Saturday, March 03, 2007

Feminism


On the day that I realized that I was a feminist, I had opened a church door for a man. I thought that I was just being polite, but he had no idea how to react. He could not, of course, walk through the door opened by a woman. Instead he stood there, looking at me, horrified. He looked at the handle, his hands itching to take it so that he would be in his rightful position, holding the door as I walked through it, but the handle was too firmly in my grasp. He looked at me, at the door, and back at me, pleading with me to solve this horrible paradox. I could not expect him to commit the sin of walking through a door held by a woman. I had effectively blocked the door by trying to open it for him. I put him out of his misery and walked through it.


This was the first time that I experienced open sexism. I cannot hold it against this man that he was religiously polite and respectful to women. However, it made me realize that my fundamentalist church is different from school. At school, I get kind of annoyed by feminists, trying to eradicate the discrimination that is not there, finding bias in the entomology of words and then refusing to use them, guilting everyone with a Y chromosome because of the sins of history and far-off countries. I never realized that sexism could actually affect me.

I started paying more attention. I had never realized that my mother, the first female doctor in my denomination, had faced anything but friendliness. I started hearing conversations and implications that she had stepped out of her place.
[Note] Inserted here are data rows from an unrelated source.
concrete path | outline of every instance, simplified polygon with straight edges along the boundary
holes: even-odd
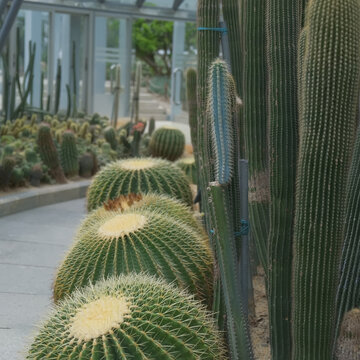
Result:
[[[0,359],[23,360],[51,306],[51,285],[85,214],[85,200],[0,218]]]

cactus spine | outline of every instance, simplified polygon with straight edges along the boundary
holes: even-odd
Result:
[[[72,177],[79,174],[78,156],[74,133],[71,130],[65,131],[62,136],[60,159],[66,176]]]
[[[88,210],[120,195],[149,192],[168,194],[192,205],[189,182],[176,165],[162,159],[138,158],[113,162],[96,175],[88,190]]]
[[[133,104],[132,104],[133,107],[132,117],[135,118],[135,123],[139,121],[141,76],[142,76],[142,64],[141,61],[138,61],[136,63],[135,87],[134,87]]]
[[[311,0],[306,11],[294,231],[295,360],[332,359],[359,99],[359,19],[357,0]]]
[[[93,155],[89,152],[83,154],[79,159],[79,175],[89,178],[94,169]]]
[[[51,170],[51,174],[60,184],[66,183],[64,172],[60,166],[59,155],[51,137],[50,126],[43,124],[39,128],[37,143],[42,161]]]
[[[177,160],[184,152],[185,136],[176,128],[164,126],[157,129],[151,137],[149,150],[154,157],[170,161]]]
[[[269,174],[266,113],[265,1],[243,2],[244,124],[249,159],[249,211],[252,238],[267,273]]]
[[[27,359],[224,360],[210,314],[147,275],[100,281],[60,303]]]
[[[185,173],[191,184],[197,184],[198,177],[193,157],[186,157],[176,162],[176,165]]]
[[[217,59],[209,70],[208,112],[215,158],[215,179],[230,182],[234,168],[235,83],[227,64]]]
[[[337,294],[337,331],[344,314],[360,307],[360,128],[347,184],[345,235]]]
[[[61,92],[61,60],[58,59],[55,83],[55,103],[54,113],[57,114],[60,106],[60,92]]]
[[[266,1],[270,234],[268,293],[273,359],[291,358],[291,270],[298,143],[296,50],[302,0]],[[284,30],[286,29],[286,30]]]
[[[105,140],[110,144],[113,150],[117,148],[115,129],[111,126],[107,127],[104,131]]]

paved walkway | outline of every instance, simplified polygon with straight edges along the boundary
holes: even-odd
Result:
[[[56,267],[85,214],[85,200],[0,218],[0,359],[23,360],[46,318]]]

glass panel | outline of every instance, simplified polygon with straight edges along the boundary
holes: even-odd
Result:
[[[181,10],[196,11],[197,1],[196,0],[185,0],[179,7]]]
[[[127,89],[125,89],[128,58],[131,53],[122,51],[126,48],[127,26],[126,19],[102,17],[95,18],[95,66],[94,66],[94,111],[111,117],[113,94],[111,79],[115,78],[115,66],[121,66],[121,103]],[[104,42],[106,39],[106,42]],[[120,107],[120,114],[127,113],[124,106]]]
[[[68,107],[68,93],[70,89],[71,112],[76,101],[76,110],[86,109],[86,54],[88,43],[88,18],[85,15],[69,15],[55,13],[54,17],[54,81],[53,81],[53,106],[56,103],[56,74],[58,64],[61,64],[61,87],[59,110]],[[75,79],[75,84],[74,84]],[[55,106],[54,106],[55,107]]]

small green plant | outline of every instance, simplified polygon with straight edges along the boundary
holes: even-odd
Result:
[[[76,146],[75,135],[71,130],[67,130],[62,135],[60,148],[61,165],[67,177],[79,174],[79,154]]]
[[[191,184],[197,184],[197,172],[194,157],[180,159],[176,165],[185,173]]]

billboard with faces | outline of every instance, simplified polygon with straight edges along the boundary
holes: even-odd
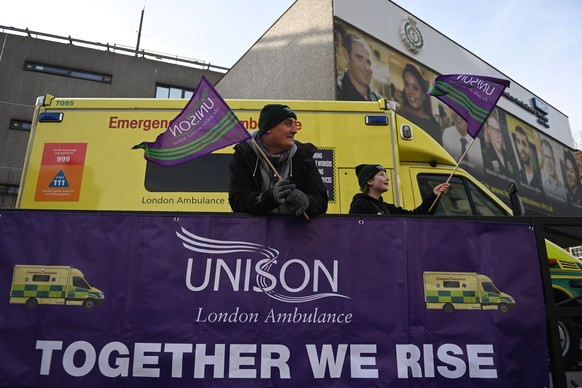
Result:
[[[395,101],[397,113],[459,160],[472,139],[464,120],[427,96],[439,73],[339,18],[334,40],[337,100]],[[508,205],[508,187],[515,182],[527,215],[572,215],[572,211],[582,215],[580,175],[573,156],[570,148],[496,107],[461,167]],[[544,179],[546,175],[552,179]]]

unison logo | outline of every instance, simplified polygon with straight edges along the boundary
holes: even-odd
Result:
[[[279,251],[247,241],[215,240],[182,228],[176,232],[184,248],[205,254],[188,258],[186,287],[193,292],[263,292],[287,303],[303,303],[339,294],[339,262],[326,266],[321,260],[278,259]],[[331,268],[330,268],[331,267]]]

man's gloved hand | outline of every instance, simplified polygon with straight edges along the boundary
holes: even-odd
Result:
[[[275,183],[273,187],[273,196],[275,201],[279,202],[281,205],[285,203],[285,198],[295,190],[295,185],[289,181],[289,179],[283,179]]]
[[[293,190],[291,194],[289,194],[285,202],[287,203],[289,210],[291,210],[292,213],[295,213],[296,216],[303,214],[303,212],[307,210],[307,207],[309,206],[309,199],[307,198],[307,195],[305,195],[303,191],[297,189]]]

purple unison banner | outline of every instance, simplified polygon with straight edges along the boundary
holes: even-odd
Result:
[[[0,386],[548,384],[527,225],[8,211],[0,277]]]

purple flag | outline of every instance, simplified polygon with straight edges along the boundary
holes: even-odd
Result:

They were rare, granted, but they were there, most of the time coming out of the mouths of other women. I actually listened during the mother's day sermon, and the minister's extravagant praise of the housewife. It reminded me of the praise given to a three-year-old's finger painting. I listened at the weddings, where they made the wife's vows include submission to her husband. I hated it. So many people at my church honestly believe that the "fairer sex" is the weaker sex.


I set out to prove them wrong. I did not have heated debates; I just provided myself as a counterexample to their over-generalized rules. I went to school and got A's. I succeeded in math and science. I argued philosophy and religion, refusing to sit back and watch. I played sports, and I scored goals. I smashed my own bugs. I searched for thrills. Nobody will call me weak. I have done everything I can to force people to put away their prejudices.

Although feminists annoy me, I am one. I am not going to "follow my destiny" as a housewife. I am not going to be defined by my breasts. Instead, I will break every stereotype that I can, and I will be free to do anything.